# Traynor YBA-300



## Thornton Davis (Jul 25, 2008)

Nice to see this amp has finally been released. Should be a winner.

Traynor Amps: Bass Heads

TD


----------



## Morkolo (Dec 9, 2010)

Any word on how much this one is? I'd love to run my rig with two heads and cabinets, one for lows and one for highs.


----------



## Thornton Davis (Jul 25, 2008)

$1450.00 at L&M. The amp weighs only 51 lbs, which is very good for a 300 watt tube amp.

TD


----------



## bcmatt (Aug 25, 2007)

Wow! Finally! That looks absolutely awesome. Traynor is going for making the ultimate bass amp. Finally and amp to blow the SVT VR away.
This is quite the step up from the YBA200 that uses 4 KT88s.
This one uses *12* EL34s!!! and they can be swapped out for 6L6s if you want. It ships with the EL34s (for grittier vintage tone). That seems nice because you only need matched pairs of a fairly common (and reasonably priced) tube type. Besides, I imagine if you want this amp, you really want to nail the warmth and grit of tube bass amp, so why lessen that effect off the bat with the more hi-fi sounding 6L6s.

With double the amount of power tubes of the SVTs, I wonder how conservative it's 300 watt rating is. I imagine it has significantly more power than the SVTs, with much longer tube life.

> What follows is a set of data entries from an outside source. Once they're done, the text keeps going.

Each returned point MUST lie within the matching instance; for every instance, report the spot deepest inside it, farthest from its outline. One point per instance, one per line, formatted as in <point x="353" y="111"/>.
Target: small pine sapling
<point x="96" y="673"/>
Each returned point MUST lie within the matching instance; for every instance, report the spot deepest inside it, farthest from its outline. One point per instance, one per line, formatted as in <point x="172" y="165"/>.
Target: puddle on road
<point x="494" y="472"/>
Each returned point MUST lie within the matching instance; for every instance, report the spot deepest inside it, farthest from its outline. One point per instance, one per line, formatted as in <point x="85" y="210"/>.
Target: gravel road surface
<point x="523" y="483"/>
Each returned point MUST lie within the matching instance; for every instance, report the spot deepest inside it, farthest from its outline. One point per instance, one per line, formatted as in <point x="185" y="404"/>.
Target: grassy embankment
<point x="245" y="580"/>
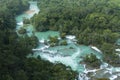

Anyways, it's not on the L&M website yet. On the L&M website, the YBA200 is $940 and the Ampeg SVT VR is $2075.
My guess is that the price will be between $1500 and $2000 somewhere. I wouldn't be surprised if they even try to undercut the SVT classic at $1775. If they could pull that off, you'd think they would have a real run on these, and make a little more history while they are at it.


----------



## Morkolo (Dec 9, 2010)

Thornton Davis said:


> $1450.00 at L&M. The amp weighs only 51 lbs, which is very good for a 300 watt tube amp.
> 
> TD


Yeah that's not bad at all, reminds me every day how good of a deal I got on my YBA 200. Sat at the local dealer for 6 months for $1600 +tax with the matching cabinet so the owners put it in an auction in the local newspaper, however much the product was worth would be how much advertising space they would get. I can't remember what the reserve price was but I bought the head and cab for $975 tax in, not bad for a brand new all tube rig. I'd like to get my hands on one though, I think having the more powerful 300 watt handle the lows would make a massive sound.


----------



## bcmatt (Aug 25, 2007)

Thornton Davis said:


> $1450.00 at L&M. The amp weighs only 51 lbs, which is very good for a 300 watt tube amp.
> 
> TD


Whoa! so they are in stores now? At that price, I think we have a real ball game!


----------



## Morkolo (Dec 9, 2010)

I'll have to check my YBA after but I'm pretty sure mine is loaded with 6L6s.


----------



## bcmatt (Aug 25, 2007)

Morkolo said:


> I'll have to check my YBA after but I'm pretty sure mine is loaded with 6L6s.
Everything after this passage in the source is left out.